The Pinstripe Symphony carefully explores the interplay between primary colors and geometric shapes, using enamel and acrylic on canvas to achieve both a multidimensional depth and a strikingly flat surface. The work reflects a musical experimentation, an abstract arrangement that evolves organically through vibrant, lyrical lines and the soulful movement of yellow, red, and blue. These elements come together in a dynamic visual harmony, capturing the essence of rhythm and energy as they dance across the canvas.
Completed in the spring of 2025 in the artist’s Soho studio. The expansive scale amplifies the work’s visual impact, inviting the viewer into a world where color and shape become as fluid as music itself.
62 ⅝ x 60 ½ inches (159.06 x 153.67 cm) (Stretched)
Enamel Acrylic on Canvas
Houses of the Holy XIX is a striking addition to a remarkable series that began in 2011. Completed in 2024, this body of work reflects Michaels' ongoing exploration of color, shape, and texture, pushed to their limits on raw canvas. Through years of experimentation, the artist has achieved a multidimensional quality that is at once freeform and precisely crafted, creating a unique dialogue between chaos and control. The work pulses with an energy that recalls music—its forms and layers evoking rhythm, melody, and the play of sound in visual form.
The artist whispers, “If you use your eyes, you can hear the delicate rhythm of the misty memories of days gone by.” In this way, the canvas transforms into a living thing, inviting the viewer to listen—to hear the resonant echoes of people, places, and moments frozen in time, but not forgotten. The “Houses of the Holy” series is more than a collection of images; it is an invitation to engage with the intangible: the emotions, the memories, the echoes of what once was, and what still endures. These works capture the perpetual energy of the sacred—those people, places, and objects that hold deep significance, some still here, some fading into history, but all revered and deserving of remembrance.

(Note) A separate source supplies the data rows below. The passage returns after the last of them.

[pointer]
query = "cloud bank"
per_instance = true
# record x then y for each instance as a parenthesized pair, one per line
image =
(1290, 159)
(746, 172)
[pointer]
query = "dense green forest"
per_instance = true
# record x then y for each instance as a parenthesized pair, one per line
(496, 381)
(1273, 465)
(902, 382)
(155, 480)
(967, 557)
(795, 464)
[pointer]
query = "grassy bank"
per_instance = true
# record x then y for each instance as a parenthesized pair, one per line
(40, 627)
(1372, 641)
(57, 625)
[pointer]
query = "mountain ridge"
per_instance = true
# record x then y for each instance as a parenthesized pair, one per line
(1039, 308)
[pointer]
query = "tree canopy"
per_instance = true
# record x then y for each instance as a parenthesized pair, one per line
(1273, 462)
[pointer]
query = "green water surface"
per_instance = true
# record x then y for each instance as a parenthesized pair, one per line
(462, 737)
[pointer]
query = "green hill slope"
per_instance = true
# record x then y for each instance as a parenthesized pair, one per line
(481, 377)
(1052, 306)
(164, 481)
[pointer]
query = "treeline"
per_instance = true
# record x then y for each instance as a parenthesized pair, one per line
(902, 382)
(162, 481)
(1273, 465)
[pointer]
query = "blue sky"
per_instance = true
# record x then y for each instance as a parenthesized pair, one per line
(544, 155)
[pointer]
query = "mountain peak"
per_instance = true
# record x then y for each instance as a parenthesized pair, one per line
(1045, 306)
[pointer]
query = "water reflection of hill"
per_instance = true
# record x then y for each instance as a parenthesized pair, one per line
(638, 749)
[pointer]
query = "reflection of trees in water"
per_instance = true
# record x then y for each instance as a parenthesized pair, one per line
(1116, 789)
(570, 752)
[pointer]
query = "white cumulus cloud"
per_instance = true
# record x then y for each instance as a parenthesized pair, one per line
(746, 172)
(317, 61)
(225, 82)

Each piece is a vessel, holding the intangible and making it visible: a quiet yet powerful tribute to what is eternal in the human experience—the beautiful, the powerful, and the most sacred.
Field of Intervals composes vertical bands across a chalk quiet ground, each stripe a measure of time and each gap a held breath. Rusted reds and lifted whites gather into a cadence of music and memory, where rhythm becomes form. A faint horizontal scuff near the upper field reads as a breath mark, an invitation to pause before the count resumes. A narrow split through the center steadies the rhythm and holds a crisp line against the softer edges. The surface records touch and release, pigment rising and thinning, and the composition settles into a contemplative tempo that holds the room.